Quatermass and the Daemons


Bit of a Nigel Kneale fix over the weekend.  Finished reading The Twilight Language of Nigel Kneale with contributions from amongst others Sukhdev Sandhu, Roger Luckhurst, Mark Fisher and China Mieville- recommended.  Dr David Pike who wrote an interesting book with a very similar title to mine observes:

Since the nineteenth century, representations of underground space have tended to split into two forms; an organic, mythic and mostly negative underworld associated with hell and the devil and an inorganic, technologically-based and mostly positive underground purged of associations with the other form.  Kneale's are not the only representations to explore the interactions of the two undergrounds, but they are some of the most conscious and thoroughgoing of them, especially during the post-war years when what I call the 'bunker fantasy' - belief in the capacity of a buried concrete pillbox to preserve and improve modern society - was the dominant spatial ideology.'

On this topic see also Paul Virilio's Bunker Archaeology.

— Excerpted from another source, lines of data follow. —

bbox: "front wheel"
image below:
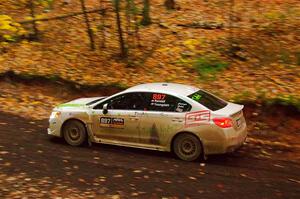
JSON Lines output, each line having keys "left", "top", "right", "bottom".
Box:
{"left": 173, "top": 133, "right": 202, "bottom": 161}
{"left": 62, "top": 120, "right": 87, "bottom": 146}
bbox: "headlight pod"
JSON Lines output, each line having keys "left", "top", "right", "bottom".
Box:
{"left": 50, "top": 111, "right": 61, "bottom": 118}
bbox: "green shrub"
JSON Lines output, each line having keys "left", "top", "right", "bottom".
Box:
{"left": 193, "top": 56, "right": 229, "bottom": 77}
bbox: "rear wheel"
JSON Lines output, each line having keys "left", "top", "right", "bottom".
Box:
{"left": 63, "top": 120, "right": 87, "bottom": 146}
{"left": 173, "top": 133, "right": 202, "bottom": 161}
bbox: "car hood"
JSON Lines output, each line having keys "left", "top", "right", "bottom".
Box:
{"left": 57, "top": 97, "right": 105, "bottom": 108}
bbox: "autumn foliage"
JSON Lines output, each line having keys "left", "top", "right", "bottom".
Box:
{"left": 0, "top": 0, "right": 299, "bottom": 107}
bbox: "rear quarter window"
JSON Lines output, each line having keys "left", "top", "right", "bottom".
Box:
{"left": 145, "top": 93, "right": 191, "bottom": 112}
{"left": 188, "top": 90, "right": 227, "bottom": 111}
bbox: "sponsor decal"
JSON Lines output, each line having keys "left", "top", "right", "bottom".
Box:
{"left": 176, "top": 102, "right": 188, "bottom": 112}
{"left": 152, "top": 93, "right": 166, "bottom": 100}
{"left": 150, "top": 93, "right": 169, "bottom": 107}
{"left": 100, "top": 117, "right": 125, "bottom": 128}
{"left": 185, "top": 110, "right": 210, "bottom": 127}
{"left": 57, "top": 103, "right": 85, "bottom": 108}
{"left": 191, "top": 93, "right": 202, "bottom": 102}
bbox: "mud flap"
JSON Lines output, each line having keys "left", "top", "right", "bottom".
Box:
{"left": 85, "top": 123, "right": 95, "bottom": 147}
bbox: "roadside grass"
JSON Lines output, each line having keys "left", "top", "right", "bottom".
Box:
{"left": 231, "top": 91, "right": 300, "bottom": 111}
{"left": 0, "top": 70, "right": 127, "bottom": 91}
{"left": 1, "top": 70, "right": 300, "bottom": 112}
{"left": 193, "top": 55, "right": 229, "bottom": 80}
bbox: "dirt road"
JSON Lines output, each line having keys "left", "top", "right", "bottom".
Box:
{"left": 0, "top": 112, "right": 300, "bottom": 198}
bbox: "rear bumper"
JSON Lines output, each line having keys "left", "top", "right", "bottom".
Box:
{"left": 223, "top": 128, "right": 247, "bottom": 153}
{"left": 204, "top": 125, "right": 248, "bottom": 155}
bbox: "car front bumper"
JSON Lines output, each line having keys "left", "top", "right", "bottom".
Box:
{"left": 48, "top": 118, "right": 62, "bottom": 137}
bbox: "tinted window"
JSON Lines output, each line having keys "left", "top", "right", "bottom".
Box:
{"left": 94, "top": 93, "right": 146, "bottom": 110}
{"left": 145, "top": 93, "right": 191, "bottom": 112}
{"left": 188, "top": 90, "right": 227, "bottom": 111}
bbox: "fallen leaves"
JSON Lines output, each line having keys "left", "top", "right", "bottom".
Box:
{"left": 0, "top": 0, "right": 298, "bottom": 108}
{"left": 133, "top": 170, "right": 142, "bottom": 173}
{"left": 113, "top": 174, "right": 123, "bottom": 178}
{"left": 288, "top": 178, "right": 300, "bottom": 184}
{"left": 0, "top": 151, "right": 9, "bottom": 155}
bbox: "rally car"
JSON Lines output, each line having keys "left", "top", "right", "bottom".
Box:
{"left": 48, "top": 83, "right": 247, "bottom": 161}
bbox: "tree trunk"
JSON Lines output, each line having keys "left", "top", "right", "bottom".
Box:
{"left": 229, "top": 0, "right": 235, "bottom": 44}
{"left": 98, "top": 0, "right": 106, "bottom": 48}
{"left": 125, "top": 0, "right": 131, "bottom": 40}
{"left": 114, "top": 0, "right": 127, "bottom": 58}
{"left": 141, "top": 0, "right": 151, "bottom": 26}
{"left": 28, "top": 0, "right": 39, "bottom": 40}
{"left": 80, "top": 0, "right": 95, "bottom": 50}
{"left": 164, "top": 0, "right": 175, "bottom": 10}
{"left": 133, "top": 2, "right": 141, "bottom": 47}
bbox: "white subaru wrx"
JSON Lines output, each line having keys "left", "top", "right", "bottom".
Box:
{"left": 48, "top": 83, "right": 247, "bottom": 161}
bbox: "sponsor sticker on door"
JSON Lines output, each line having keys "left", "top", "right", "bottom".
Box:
{"left": 185, "top": 110, "right": 210, "bottom": 127}
{"left": 100, "top": 117, "right": 125, "bottom": 128}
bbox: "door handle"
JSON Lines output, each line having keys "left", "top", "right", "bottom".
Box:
{"left": 129, "top": 116, "right": 139, "bottom": 121}
{"left": 172, "top": 118, "right": 184, "bottom": 122}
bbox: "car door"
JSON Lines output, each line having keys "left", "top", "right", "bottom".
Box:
{"left": 138, "top": 92, "right": 191, "bottom": 147}
{"left": 92, "top": 92, "right": 147, "bottom": 143}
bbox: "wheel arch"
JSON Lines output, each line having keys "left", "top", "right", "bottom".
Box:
{"left": 170, "top": 131, "right": 205, "bottom": 157}
{"left": 60, "top": 118, "right": 87, "bottom": 137}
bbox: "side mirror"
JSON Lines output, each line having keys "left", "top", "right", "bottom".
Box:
{"left": 103, "top": 103, "right": 108, "bottom": 114}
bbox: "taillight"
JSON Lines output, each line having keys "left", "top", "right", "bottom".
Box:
{"left": 213, "top": 118, "right": 233, "bottom": 128}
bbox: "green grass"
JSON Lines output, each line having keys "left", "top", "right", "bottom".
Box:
{"left": 193, "top": 56, "right": 229, "bottom": 78}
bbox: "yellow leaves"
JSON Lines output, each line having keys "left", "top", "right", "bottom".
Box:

Also watched the Dr Who series The Daemons which I hadn't seen for over 40 years and hasn't been available on DVD until fairly recently.  First broadcast in 1971 it had a great impact on my young mind, especially the scary demon that's evoked in the church crypt (not the silly Bez-like gargoyle).  It didn't disappoint, but I could now see the very obvious debt it owed to my favourite film Quatermass and the Pit.  Such as?...oh, how about: an alien spaceship that's lain buried for thousands of years until it's uncovered by a team of archaeologists and starts to cause havoc locally; the aliens have visited Earth every now and then to influence world events (Renaissance, Industrial Revolution etc); their appearance inspired images of the Devil throughout history; they can be repelled by iron etc.

Roger Delgado's Master plays a Crowleyesque role as a bogus priest : 'Do my will shall be the whole of the Law' he utters on a couple of occasions and attempts to placate the demon by preparing hippy chick assistant Jo Grant for the sacrificial altar in the rather unsatisfying conclusion.  Filmed in the Wiltshire village of Aldbourne (called 'Devil's End, another QATP reference) the pub is renamed the Cloven Hoof and all kinds of diabolical destinations are indicated on local road signs.  All this and some malevolent Morris Dancers.  Well worth watching.